Given the environmental platform that the current president campaigned on last year, it was clear that, if elected, a President Trump would significantly alter the direction taken by the previous Administration. One pre-election promise was the cancellation or renegotiation of the United States’ participation in the Paris Agreement, a global climate change deal hinging on increased regulations for the reduction of carbon emissions. Another was the eradication of the Clean Power Plan, which regulates emissions from power plants.
In less than a month since President Trump took office, there have been reports of EPA employees being banned from giving social media updates, speaking with press and interacting with Congress and public amid the grants and contracts freeze. Actions taken with regards to advancing the Dakota Access and Keystone Pipelines by executive order signal the possibility of expanded support for U.S. dependence on fossil fuels for domestic energy production.
That TerraCycle is an environmentally-minded company on a mission to move away from the linear ‘take-make-dispose’ way of doing things in favor of more circular and/or sustainable production systems, might question how TerraCycle would operate under the new direction favored by this Administration.
So will a Trump presidency negatively affect TerraCycle? The deep irony is that the answer is ‘No.’

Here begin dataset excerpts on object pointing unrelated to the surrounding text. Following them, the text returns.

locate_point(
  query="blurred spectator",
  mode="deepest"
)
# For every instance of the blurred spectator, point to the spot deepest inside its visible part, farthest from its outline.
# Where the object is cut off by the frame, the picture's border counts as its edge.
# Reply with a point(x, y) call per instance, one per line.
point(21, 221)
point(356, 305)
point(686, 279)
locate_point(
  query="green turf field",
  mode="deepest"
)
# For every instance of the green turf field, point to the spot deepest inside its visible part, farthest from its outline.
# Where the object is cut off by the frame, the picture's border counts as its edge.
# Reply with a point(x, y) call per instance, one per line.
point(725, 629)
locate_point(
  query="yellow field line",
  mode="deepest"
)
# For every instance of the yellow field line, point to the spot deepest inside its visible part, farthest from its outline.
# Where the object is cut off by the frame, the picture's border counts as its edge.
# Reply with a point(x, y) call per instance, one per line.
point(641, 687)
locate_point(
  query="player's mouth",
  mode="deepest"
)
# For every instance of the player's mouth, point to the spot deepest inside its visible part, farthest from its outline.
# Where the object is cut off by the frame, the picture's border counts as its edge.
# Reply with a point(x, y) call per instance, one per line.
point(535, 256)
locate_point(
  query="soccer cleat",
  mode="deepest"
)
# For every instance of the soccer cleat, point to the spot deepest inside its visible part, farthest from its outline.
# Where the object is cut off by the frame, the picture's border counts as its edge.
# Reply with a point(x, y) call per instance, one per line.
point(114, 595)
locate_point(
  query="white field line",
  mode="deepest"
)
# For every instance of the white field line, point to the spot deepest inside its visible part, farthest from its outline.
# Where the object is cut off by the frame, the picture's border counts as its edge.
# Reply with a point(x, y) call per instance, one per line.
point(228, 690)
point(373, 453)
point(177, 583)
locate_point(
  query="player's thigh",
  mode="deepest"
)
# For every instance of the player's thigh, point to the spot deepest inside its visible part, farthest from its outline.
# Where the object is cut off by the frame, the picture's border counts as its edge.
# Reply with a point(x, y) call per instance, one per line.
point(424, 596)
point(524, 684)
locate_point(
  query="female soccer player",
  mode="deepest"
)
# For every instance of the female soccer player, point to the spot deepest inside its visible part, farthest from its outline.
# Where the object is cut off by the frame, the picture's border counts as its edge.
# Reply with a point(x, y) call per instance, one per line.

The services TerraCycle offers are built to circumvent and address the economic and structural limitations of currently inefficient public waste management systems. As it stands in the U.S. and most countries around the world, public works sees most “waste” outputs falling outside the scope of recyclability (aka resource recovery), tracking them for landfilling or incineration. This is because the value of most items cannot be sold on back-end channels for more than the cost of collection, logistics and processing in these publicly funded systems, providing no economic incentive to recycle them because of the lack of profit.
However, a report from the World Economic Forum and the Ellen MacArthur Foundation finds that since most plastic packaging is used only once, 95 percent of the value of plastic packaging material, worth $80-120 billion annually, is lost to the economy. The current value system may not view recycling as a profitable business, but the fact is, not recycling is wasting money.
Diverting potentially valuable resources from being lost to the economy requires its own set of resources that the public system does not currently have. TerraCycle works with other companies, manufacturers and major brands to sponsor solutions for difficult-to-recycle waste streams in every country in which we operate, effectively providing the technology, the infrastructure, logistics and funding required to recover materials and feed them back into the value system.
Our stake partnership with SUEZ, the largest waste management company in Europe, is a demonstration of how TerraCycle’s expertise in making the “unrecyclable” nationally recyclable acts as a sweeping, profitable supplement to public systems. Our consumer-facing program structures are now available to SUEZ’s customers in France, the UK, Belgium, Finland, the Netherlands and Sweden, thereby expanding upon its services and adding value using our platforms.
While TerraCycle proves that infrastructure, not science, is the limitation preventing most of the world’s waste from being recycled, this presidency will make clear that innovation and competitiveness do not suffer, but flourish, under new conditions set forth by public administrations. Companies have the opportunity to step up their CSR initiatives despite decreased social and environmental regulations, acting as advocates and problem solvers in the face of rising expectations.
More and more, businesses are measured by their commitment to not only corporate social responsibility, but to creating social impacts. And TerraCycle, in our dedication to accelerating circular economy principles, will not only remain on track, but hopefully serve as an example for other entities in both the public and private sector.